Out-of-School Rate


The out-of-school rate is defined as the proportion of children and young people in the official age range who are not enrolled in pre-primary, primary, secondary, or higher levels of education. It is designed to show how many children or youth in each country or region should be enrolled in school but are not.

Today, there are 250 million children out of school, a rise of 6 million from the year before, largely as a result of the mass exclusion of girls from education in Afghanistan but also of slow progress around the world.

These numbers means that if you took six children at random from around the world, one of them would likely not be in school today. Not being on track with countries’ SDG 4 benchmark targets already means that 58 million who should have been in school already by now, if progress were steady, have been denied their chance to go to primary school. But we can turn progress around.  We need to enrol a child every 2 seconds between now and 2030 if countries are to achieve their targets.

This website consolidates out-of-school rate information from a variety of sources in order to produce complete and more coherent estimates as is described in more detail below the graph

We invite users to explore breakdowns by region, income group, level, and sex below. Data can be explored by country as well.

How are these figures calculated?

The out-of-school rate is frequently reported in two ways. It can be expressed as:

  1. A percentage of the population in the official age range for a given level of education, or
  2. The total number of children and young people out-of-school.

Computing the out-of-school rate relies on the use of administrative data capturing student enrollment by age and sex, collected and disseminated by Ministries of Education. As a direct source, these data should in theory provide a ‘gold standard’ for estimating the out-of-school rate and other enrollment indicators. However, there are challenges involved with this type of data. Many countries do not currently have the data infrastructure necessary to produce complete and reliable enrollment counts. Secondly, population estimates must be sourced separately from administrative enrollment counts resulting in inconsistencies.

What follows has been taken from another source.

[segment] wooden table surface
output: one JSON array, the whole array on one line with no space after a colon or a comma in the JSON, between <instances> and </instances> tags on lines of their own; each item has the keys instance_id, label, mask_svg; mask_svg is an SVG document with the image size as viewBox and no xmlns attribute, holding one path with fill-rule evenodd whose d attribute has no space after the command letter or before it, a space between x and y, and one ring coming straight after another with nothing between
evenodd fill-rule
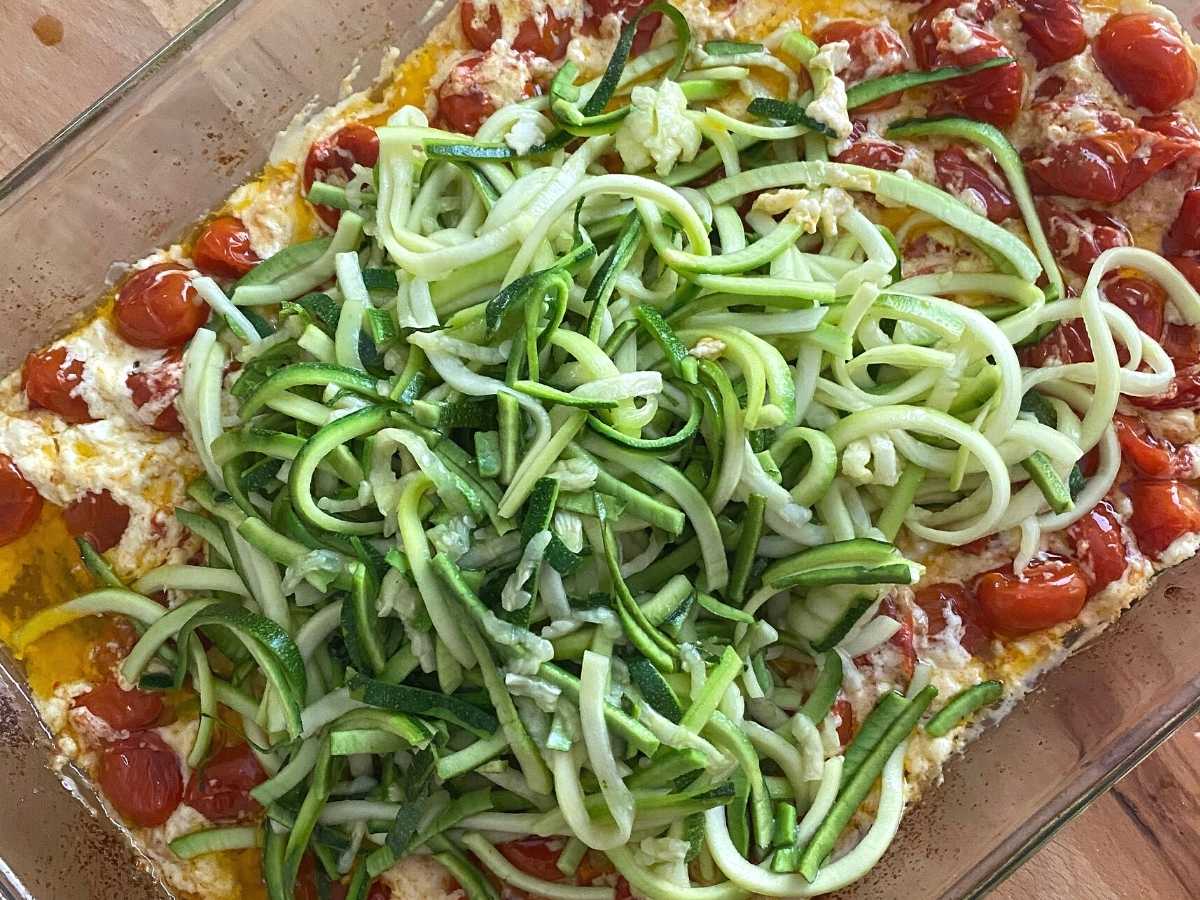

Alternatively, survey data can be used to compute the out-of-school rate. Household surveys typically include questions regarding the attendance status of children and young people in the household. However, survey data have their own set of challenges. Survey providers have distinct approaches and samples, creating the possibility of inconsistencies. Household surveys are also infrequent and thus require methods that can produce estimates in between waves.

The distinct challenges faced by the two sources of data necessitate approaches that can consolidate out-of-school rate information from a variety of sources and produce complete and coherent estimates. To fulfill this need, the UIS and the GEM Report have developed a statistical model to estimate out-of-school rates. The purpose of this website is to present national, regional, and global estimates of out-of-school rates and numbers and explain the thinking behind the decisions made to address the challenges in modelling this specific indicator.